Bisnis.com, BENGKULU – Dosen ahli kelautan Universitas Bengkulu Zamdial Ta'alidin mendesak pemerintah daerah proaktif dalam membangun industri pengolahan ikan tuna di Provinsi Bengkulu.
"Selama ini nelayan di Bengkulu tidak dapat berbuat banyak karena kendali ekspor tuna dipegang Sumatra Barat. Pemerintah perlu membangun industri tuna dan lisensi ekspor di Bengkulu," ungkapnya.
Dia menjelaskan pengekspor ikan asal Sumbar membeli tuna-tuna segar dari nelayan Bengkulu dengan harga Rp30.000 per kilogram.
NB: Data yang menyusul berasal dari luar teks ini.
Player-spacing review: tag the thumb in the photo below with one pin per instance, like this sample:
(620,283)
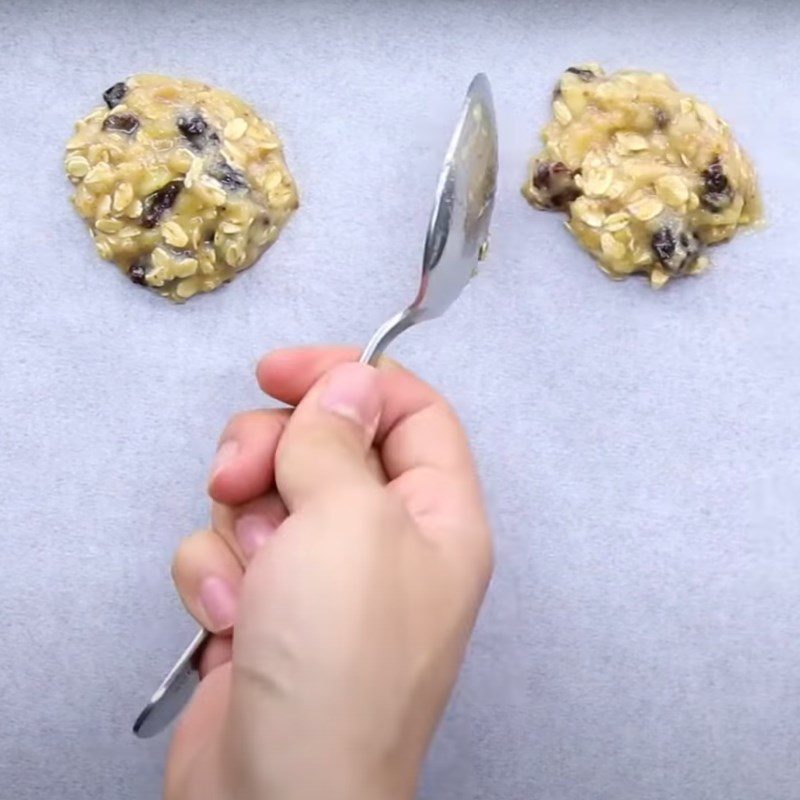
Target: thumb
(326,441)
Kemudian mereka menjual ikan itu seharga Rp150.000 per kilogram di pasar ekspor.
"Artinya ada selisih harga lima kali lipat antara nelayan di Bengkulu dan perusahaan pengekspor di Sumbar. Ini menciptakan kesenjangan ekonomi yang jauh sekali," ujarnya.
Bengkulu memiliki garis pantai sejauh 525 kilometer yang merupakan provinsi dengan garis pantai terpanjang se-Indonesia. Daerah ini memiliki dua jenis tuna bernilai mahal yang diminati masyarakat dunia, yaitu tuna sirip kuning dan tuna mata besar.
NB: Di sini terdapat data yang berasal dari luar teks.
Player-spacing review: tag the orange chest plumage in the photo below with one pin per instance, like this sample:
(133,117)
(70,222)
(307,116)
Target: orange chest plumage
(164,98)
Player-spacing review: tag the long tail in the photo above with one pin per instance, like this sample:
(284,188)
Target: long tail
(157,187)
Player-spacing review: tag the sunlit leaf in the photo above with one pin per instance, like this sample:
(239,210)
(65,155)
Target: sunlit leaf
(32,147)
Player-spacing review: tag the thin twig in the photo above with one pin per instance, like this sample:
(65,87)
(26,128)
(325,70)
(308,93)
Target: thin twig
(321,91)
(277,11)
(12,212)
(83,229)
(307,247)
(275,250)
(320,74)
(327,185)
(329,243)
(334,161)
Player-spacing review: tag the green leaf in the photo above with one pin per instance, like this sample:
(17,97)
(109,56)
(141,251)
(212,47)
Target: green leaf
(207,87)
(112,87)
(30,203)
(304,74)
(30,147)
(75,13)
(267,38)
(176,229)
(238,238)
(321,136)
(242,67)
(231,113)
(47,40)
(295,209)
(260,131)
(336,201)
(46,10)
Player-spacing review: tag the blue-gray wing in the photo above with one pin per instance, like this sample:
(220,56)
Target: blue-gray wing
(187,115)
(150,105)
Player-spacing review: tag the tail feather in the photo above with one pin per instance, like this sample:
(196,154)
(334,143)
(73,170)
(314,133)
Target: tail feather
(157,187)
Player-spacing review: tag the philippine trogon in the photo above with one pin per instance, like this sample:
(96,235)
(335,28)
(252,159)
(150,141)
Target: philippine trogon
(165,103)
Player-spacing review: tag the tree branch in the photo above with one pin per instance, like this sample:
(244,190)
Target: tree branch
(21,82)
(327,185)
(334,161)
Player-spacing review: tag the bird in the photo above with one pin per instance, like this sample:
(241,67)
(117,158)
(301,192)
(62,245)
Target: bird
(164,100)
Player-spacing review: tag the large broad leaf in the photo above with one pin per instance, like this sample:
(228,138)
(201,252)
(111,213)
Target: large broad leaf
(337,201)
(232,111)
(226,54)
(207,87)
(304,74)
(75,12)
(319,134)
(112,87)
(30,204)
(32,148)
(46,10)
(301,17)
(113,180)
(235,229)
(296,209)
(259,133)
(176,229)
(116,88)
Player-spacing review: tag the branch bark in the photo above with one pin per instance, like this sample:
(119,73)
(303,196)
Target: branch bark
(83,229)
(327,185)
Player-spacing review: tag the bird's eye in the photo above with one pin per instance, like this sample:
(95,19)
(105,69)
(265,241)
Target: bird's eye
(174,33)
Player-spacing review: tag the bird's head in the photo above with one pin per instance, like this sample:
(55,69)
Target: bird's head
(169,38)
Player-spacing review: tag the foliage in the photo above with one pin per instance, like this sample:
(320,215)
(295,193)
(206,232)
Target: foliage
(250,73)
Di pasar internasional, harga ikan tuna yang bobotnya mencapai 250 kilogram per ekor dapat Rp1,5 miliar. Salah satu negara tujuan ekspor tuna asal Bengkulu adalah Jepang.
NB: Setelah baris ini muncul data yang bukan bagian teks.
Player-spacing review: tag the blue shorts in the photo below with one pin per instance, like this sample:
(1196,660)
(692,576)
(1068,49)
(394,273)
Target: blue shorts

Menurut Zamdial, ekonomi Bengkulu memang sudah seharusnya berbasis potensi laut. "Berbagai bahan kajian tentang pembangunan dan pengembangan potensi maritim sudah ada. Pemerintah hanya perlu memberikan fasilitas untuk mengimplementasikan kajian-kajian itu," jelasnya.
Dia menambahkan program peningkatan produksi tuna harus segera dilakukan dengan mengembangkan armada perikanan tangkap. Setelah itu, bangun industri pengolahan dan lisensi ekspor.
"Sejauh ini penguatan kemaritiman yang dilakukan pemerintah baru sebatas kebijakan, belum mengarah kepada implementasi. Karena itu, pemerintah masih harus terus didorong agar dapat memaksimalkan potensi laut tersebut," ucapnya.